American singer (1941–2019)

Doris Willingham ( Curry, May 18, 1941 - March 21, 2019), known for much of her singing career as Doris Duke, was an American gospel and soul singer, best known for her 1969 album I'm a Loser.

==Biography==
Duke was born in Sandersville, Georgia, and reportedly started singing with gospel groups including the Queen of Gospel Albertina Walker and The Caravans, though this has been questioned. By 1963 she was working in New York City on sessions and as a backing singer at the Apollo Theatre.
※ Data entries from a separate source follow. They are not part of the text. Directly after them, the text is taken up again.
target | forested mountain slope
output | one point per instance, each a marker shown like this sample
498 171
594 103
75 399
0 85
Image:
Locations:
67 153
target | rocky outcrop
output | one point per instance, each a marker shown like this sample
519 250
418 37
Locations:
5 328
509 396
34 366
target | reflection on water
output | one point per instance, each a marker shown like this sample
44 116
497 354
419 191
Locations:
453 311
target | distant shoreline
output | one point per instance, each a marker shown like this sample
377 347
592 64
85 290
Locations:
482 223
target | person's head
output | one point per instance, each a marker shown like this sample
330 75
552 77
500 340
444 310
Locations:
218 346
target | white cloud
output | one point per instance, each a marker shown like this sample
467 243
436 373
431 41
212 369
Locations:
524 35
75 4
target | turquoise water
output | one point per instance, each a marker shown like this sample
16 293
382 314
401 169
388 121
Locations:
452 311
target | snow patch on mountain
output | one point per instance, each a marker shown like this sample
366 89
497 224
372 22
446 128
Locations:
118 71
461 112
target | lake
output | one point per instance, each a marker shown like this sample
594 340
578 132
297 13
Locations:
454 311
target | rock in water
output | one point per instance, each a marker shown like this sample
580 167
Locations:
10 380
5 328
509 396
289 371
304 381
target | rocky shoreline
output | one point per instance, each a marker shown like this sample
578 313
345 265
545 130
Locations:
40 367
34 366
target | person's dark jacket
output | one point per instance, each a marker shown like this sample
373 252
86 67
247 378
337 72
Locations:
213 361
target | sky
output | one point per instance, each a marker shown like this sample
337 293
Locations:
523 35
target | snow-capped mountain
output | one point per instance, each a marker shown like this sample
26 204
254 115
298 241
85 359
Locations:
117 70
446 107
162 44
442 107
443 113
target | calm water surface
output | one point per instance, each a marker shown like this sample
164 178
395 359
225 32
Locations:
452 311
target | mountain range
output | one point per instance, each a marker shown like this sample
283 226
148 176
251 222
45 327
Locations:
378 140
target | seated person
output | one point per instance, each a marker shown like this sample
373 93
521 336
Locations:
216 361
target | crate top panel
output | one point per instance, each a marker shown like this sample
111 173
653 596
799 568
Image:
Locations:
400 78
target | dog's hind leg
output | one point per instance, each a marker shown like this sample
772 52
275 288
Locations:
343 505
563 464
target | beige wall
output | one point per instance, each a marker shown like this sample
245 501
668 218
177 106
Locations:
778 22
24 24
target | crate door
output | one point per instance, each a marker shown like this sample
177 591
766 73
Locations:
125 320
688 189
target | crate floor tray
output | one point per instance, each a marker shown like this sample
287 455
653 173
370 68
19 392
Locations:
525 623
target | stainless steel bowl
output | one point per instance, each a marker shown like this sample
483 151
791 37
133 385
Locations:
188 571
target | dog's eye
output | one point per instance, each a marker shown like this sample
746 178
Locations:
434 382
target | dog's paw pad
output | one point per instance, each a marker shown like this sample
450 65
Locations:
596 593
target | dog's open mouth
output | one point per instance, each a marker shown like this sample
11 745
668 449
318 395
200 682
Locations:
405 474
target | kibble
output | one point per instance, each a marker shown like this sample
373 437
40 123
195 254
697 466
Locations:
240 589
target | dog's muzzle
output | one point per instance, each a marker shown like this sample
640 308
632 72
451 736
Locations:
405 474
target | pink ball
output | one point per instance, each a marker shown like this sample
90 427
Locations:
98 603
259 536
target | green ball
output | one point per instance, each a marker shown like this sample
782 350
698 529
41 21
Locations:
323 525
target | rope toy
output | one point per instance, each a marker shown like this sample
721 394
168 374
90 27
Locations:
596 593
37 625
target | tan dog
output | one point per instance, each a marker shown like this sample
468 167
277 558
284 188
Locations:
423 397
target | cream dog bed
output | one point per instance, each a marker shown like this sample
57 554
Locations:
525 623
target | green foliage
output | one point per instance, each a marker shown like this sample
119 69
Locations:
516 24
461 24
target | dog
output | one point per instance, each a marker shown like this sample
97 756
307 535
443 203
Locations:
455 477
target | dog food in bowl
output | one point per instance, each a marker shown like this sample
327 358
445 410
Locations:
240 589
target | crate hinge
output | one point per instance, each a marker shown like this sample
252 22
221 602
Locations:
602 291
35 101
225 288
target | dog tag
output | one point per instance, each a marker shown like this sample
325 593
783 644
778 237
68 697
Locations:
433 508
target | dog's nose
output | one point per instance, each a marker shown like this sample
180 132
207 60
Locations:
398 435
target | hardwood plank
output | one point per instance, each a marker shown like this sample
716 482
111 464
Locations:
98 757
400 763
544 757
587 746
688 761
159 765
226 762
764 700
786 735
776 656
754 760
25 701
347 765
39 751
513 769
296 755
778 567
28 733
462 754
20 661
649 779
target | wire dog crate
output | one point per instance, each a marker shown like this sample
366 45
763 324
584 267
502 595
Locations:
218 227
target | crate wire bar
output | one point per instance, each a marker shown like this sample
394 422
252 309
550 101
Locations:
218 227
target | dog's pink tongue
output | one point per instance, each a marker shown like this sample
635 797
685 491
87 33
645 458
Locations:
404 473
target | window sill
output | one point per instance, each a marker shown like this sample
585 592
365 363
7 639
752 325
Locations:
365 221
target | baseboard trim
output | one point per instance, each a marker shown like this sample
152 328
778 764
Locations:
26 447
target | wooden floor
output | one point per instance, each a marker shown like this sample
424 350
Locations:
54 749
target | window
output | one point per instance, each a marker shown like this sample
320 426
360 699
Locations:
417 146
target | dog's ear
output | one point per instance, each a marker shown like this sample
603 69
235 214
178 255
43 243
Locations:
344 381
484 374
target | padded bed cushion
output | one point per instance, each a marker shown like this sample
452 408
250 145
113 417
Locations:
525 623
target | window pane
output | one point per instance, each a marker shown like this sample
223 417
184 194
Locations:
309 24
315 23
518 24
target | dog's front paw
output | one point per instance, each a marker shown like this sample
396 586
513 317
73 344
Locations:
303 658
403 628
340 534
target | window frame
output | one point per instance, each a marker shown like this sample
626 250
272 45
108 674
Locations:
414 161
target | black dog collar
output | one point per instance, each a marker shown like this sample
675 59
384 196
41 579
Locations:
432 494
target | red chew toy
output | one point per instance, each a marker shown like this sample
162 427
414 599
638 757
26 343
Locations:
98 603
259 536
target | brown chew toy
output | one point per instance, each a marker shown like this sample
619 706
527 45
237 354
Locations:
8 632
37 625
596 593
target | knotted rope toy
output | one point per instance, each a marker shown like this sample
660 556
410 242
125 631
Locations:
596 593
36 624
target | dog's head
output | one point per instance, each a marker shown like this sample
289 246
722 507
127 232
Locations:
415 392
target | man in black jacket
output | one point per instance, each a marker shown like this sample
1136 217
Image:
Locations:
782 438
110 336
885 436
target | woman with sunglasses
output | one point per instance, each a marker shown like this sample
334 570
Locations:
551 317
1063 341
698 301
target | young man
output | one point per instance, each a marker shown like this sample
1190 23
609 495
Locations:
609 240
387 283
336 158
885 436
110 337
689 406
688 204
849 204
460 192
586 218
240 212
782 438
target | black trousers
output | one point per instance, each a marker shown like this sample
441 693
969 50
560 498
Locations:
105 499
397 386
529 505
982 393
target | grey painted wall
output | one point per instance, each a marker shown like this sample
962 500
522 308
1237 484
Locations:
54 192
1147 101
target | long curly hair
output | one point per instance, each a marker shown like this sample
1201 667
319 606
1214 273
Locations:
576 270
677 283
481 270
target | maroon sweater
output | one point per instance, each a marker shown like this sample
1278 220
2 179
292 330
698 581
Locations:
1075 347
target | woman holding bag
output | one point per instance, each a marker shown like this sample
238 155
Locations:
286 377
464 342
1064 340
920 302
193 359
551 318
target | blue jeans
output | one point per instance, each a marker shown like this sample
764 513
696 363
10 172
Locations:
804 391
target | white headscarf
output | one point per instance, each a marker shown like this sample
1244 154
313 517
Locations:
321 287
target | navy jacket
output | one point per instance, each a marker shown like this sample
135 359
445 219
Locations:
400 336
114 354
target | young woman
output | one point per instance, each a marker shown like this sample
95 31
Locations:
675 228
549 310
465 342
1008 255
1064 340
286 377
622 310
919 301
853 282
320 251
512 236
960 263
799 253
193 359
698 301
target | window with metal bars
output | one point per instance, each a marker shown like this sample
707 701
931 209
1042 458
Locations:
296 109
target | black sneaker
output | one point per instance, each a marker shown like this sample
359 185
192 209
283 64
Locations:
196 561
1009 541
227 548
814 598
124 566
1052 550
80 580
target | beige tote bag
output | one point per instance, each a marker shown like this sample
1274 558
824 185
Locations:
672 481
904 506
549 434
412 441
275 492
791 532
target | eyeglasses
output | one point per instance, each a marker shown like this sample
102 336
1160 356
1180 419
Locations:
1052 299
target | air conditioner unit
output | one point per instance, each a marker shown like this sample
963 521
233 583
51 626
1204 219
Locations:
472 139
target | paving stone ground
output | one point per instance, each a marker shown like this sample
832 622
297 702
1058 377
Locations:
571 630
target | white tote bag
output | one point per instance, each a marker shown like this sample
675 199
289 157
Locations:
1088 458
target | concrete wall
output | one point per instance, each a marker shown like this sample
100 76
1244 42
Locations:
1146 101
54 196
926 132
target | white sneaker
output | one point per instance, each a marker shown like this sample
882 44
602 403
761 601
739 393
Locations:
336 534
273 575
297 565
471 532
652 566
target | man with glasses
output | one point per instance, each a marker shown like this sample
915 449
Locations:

She also recorded some demos for Motown Records, but none were ever released.

She married Johnathan Augustus "Gus" Willingham, an original member of The Cadillacs, and under her married name of Doris Willingham recorded her first single, "Running Away from Loneliness" in 1966. This release on Jay Boy Records was not a success, so she continued working as a session singer, mainly in Philadelphia. She also sang back-up on Nina Simone's live album, A Very Rare Evening, recorded in Germany in 1969.

In 1969, former Atlantic Records producer Jerry 'Swamp Dogg' Williams Jr. signed her as a solo artist, renaming her Doris Duke and recording the album I'm a Loser at the Capricorn studio in Macon, Georgia. The album was eventually issued on Canyon Records, and over the years became regarded, by Dave Godin and others, as one of the finest deep soul records of all time. The first single, "To the Other Woman (I'm the Other Woman)", reached no. 7 in the Billboard R&B chart and no. 50 on the pop chart in early 1970, and the follow-up "Feet Start Walking" also made the R&B chart, but success was cut short when the record company collapsed.

Duke recorded a second album, A Legend in Her Own Time, with Swamp Dogg, issued on the Mankind label in 1971. However, it was not commercially successful, and her career at one point became confused with that of "the real" Doris Duke, a white heiress, who began performing with a gospel choir in New Jersey. Having remarried, and using the name Doris Logan, she temporarily retired to bring up her young children, before undergoing another divorce. In 1973, Duke recorded unsuccessfully for Bob Shad's Mainstream label, before being signed to the British Contempo label in 1974. Her subsequent album Woman, recorded in London and arranged by Gerry Shury, received good reviews but few sales, and thereafter she retired from the music business.

An album called Funky Fox, issued on the Manhattan label in 1981, was credited to "Sister Doris Duke", although the tracks are in fact by other artists. However, Duke did make one further single, "I'll Make a Sweet Man (Out of You)", on the Beantown label in Boston, in 1981. Later efforts by music fans to rediscover Duke were fruitless. She was also sister to Jeraldine and Joyce Curry, who recorded as The Heartstoppers for the All Platinum label in the early 1970s.

A CD coupling I'm a Loser and A Legend in Her Own Time, with several non-album tracks, was released by Ace Records in 2005.

Doris Curry Willingham, known as Doris Duke, died aged 77 on March 21, 2019.